When mice are required to swim in a container with no route of escape, they develop a behavioral despair that is characterized by immobility except for small movements needed to remain afloat. This immobility is thought to reflect a state of lowered ‘mood’ (i.e. depression) in which animals have given up “hope” of escaping.

Forced swim is attenuated by a variety of clinically active antidepressants. Antidepressants increase the amount of struggle and the latency until the first extended immobility. This assay is considered to be a good predictor for antidepressant activity and identifies nearly all antidepressant classes including tricyclics, SSRIs, 5-HT1A receptor agonists, and MAOIs.

Time spent immobile by vehicle and imipramine treated mice during the forced swim test.

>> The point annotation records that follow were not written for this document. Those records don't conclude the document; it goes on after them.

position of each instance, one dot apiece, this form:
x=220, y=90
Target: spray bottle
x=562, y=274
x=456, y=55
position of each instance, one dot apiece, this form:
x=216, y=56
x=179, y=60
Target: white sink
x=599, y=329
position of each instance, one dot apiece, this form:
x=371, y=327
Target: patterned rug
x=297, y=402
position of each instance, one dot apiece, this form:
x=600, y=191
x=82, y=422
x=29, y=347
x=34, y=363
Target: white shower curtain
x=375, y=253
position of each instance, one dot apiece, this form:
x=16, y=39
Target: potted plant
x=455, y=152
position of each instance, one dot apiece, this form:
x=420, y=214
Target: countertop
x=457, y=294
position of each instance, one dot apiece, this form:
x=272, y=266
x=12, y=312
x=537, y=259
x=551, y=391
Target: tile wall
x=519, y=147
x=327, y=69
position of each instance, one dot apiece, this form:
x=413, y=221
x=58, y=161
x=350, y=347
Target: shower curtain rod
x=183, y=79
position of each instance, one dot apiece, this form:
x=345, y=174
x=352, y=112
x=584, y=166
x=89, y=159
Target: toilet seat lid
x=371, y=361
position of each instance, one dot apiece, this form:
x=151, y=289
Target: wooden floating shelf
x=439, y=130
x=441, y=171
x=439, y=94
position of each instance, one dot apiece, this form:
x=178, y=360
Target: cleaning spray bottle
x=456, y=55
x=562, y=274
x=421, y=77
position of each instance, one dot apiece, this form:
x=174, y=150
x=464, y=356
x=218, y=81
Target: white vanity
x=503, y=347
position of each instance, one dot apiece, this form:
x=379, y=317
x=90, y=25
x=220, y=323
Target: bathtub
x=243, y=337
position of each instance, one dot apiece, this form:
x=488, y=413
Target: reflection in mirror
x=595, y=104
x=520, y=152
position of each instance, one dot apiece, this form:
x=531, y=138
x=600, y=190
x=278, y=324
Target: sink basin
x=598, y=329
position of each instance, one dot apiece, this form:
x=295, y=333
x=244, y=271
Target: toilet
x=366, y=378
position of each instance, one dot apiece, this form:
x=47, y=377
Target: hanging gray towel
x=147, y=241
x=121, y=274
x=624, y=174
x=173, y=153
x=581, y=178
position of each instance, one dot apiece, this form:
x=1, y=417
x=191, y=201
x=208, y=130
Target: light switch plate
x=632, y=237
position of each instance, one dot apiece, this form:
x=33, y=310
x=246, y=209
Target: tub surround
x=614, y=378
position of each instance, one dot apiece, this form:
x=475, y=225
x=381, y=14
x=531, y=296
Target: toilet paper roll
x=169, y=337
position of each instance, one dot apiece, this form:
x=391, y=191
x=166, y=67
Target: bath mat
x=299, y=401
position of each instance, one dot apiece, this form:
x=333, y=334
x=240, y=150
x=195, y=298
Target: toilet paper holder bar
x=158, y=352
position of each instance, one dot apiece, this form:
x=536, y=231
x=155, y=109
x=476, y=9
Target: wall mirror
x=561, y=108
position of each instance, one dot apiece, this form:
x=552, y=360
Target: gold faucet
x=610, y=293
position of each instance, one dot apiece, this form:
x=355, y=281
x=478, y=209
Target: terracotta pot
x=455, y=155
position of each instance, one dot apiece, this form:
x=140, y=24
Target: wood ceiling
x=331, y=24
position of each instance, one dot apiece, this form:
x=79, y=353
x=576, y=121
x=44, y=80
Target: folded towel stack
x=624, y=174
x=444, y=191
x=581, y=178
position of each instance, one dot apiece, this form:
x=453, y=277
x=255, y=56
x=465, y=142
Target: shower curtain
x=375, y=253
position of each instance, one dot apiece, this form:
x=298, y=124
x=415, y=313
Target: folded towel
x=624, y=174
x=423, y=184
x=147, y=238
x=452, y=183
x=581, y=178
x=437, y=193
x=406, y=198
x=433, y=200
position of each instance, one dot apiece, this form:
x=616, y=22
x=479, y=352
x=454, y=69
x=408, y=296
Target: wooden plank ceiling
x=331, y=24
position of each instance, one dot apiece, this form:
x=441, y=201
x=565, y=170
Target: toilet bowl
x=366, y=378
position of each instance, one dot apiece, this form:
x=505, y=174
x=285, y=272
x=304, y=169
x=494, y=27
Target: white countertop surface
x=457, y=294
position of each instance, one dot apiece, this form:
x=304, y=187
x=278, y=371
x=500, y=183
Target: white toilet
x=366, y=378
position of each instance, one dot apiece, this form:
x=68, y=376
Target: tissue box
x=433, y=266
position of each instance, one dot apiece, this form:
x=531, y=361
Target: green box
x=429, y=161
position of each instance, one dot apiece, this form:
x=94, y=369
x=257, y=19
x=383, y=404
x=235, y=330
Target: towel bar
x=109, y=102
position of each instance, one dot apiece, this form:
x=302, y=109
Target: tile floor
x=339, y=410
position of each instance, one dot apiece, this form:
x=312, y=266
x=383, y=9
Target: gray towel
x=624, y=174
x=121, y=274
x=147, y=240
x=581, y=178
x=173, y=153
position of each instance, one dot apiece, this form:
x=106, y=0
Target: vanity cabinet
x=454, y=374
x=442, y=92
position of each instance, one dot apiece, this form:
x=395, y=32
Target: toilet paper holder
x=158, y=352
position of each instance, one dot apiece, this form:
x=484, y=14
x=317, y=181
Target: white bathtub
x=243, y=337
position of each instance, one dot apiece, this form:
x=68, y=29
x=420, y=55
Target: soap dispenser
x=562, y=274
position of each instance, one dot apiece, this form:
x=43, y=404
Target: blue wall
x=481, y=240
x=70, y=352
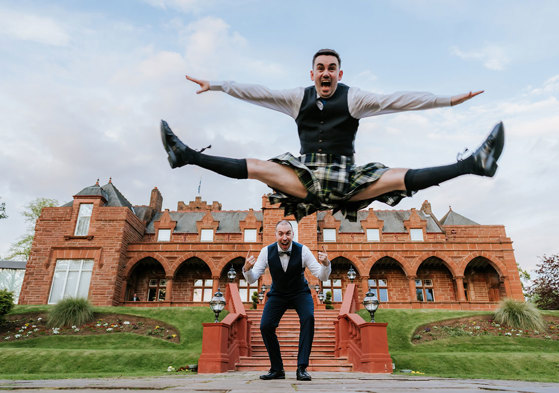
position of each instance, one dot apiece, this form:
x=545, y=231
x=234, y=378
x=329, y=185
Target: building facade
x=102, y=247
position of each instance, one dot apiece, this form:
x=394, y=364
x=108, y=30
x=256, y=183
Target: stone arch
x=388, y=279
x=158, y=257
x=435, y=281
x=482, y=281
x=358, y=266
x=193, y=281
x=226, y=260
x=146, y=277
x=420, y=259
x=491, y=258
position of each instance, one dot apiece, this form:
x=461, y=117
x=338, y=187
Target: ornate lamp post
x=231, y=274
x=321, y=297
x=217, y=304
x=351, y=274
x=371, y=304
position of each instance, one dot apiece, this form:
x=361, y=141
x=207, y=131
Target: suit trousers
x=275, y=307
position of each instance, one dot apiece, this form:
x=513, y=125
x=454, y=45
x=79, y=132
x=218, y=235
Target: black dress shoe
x=486, y=156
x=178, y=153
x=302, y=374
x=273, y=374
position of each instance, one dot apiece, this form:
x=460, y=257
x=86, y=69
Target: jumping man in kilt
x=327, y=114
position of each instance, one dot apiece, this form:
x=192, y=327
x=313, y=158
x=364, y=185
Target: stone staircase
x=322, y=355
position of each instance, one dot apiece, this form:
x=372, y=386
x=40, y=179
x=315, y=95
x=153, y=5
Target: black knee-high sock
x=419, y=179
x=230, y=167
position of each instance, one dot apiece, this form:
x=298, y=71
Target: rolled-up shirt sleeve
x=259, y=267
x=316, y=268
x=364, y=104
x=286, y=101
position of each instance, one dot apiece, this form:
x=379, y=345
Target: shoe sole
x=171, y=157
x=498, y=133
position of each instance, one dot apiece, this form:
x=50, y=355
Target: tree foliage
x=21, y=249
x=545, y=288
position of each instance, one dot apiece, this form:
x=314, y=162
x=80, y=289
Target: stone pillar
x=411, y=283
x=169, y=289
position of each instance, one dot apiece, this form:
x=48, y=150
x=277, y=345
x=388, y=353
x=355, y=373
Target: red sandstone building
x=102, y=247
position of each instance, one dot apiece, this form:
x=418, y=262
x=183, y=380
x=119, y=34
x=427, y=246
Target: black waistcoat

The data above illustrate the effects of imipramine (Tofranil®), a tryicyclic antidepressant, in the forced swim test with mice. Imipramine dose-dependently decreased the time spent immobile relative to vehicle treated animals. The decrease in immobility has been found to be predictive of antidepressant effects in the clinic. Data are mean ± SEM; **p<0.01, ***p<0.001 compared to vehicle. (N=6).

The Forced Swim Test is typically run in an acute mode (study completed in one day) by evaluating test articles after a single administration. Ideal group sizes for most studies is about 12 animals. It can be performed in both mice and rats. Since it is non-invasive it can be easily incorporated several times over the course of a chronic study.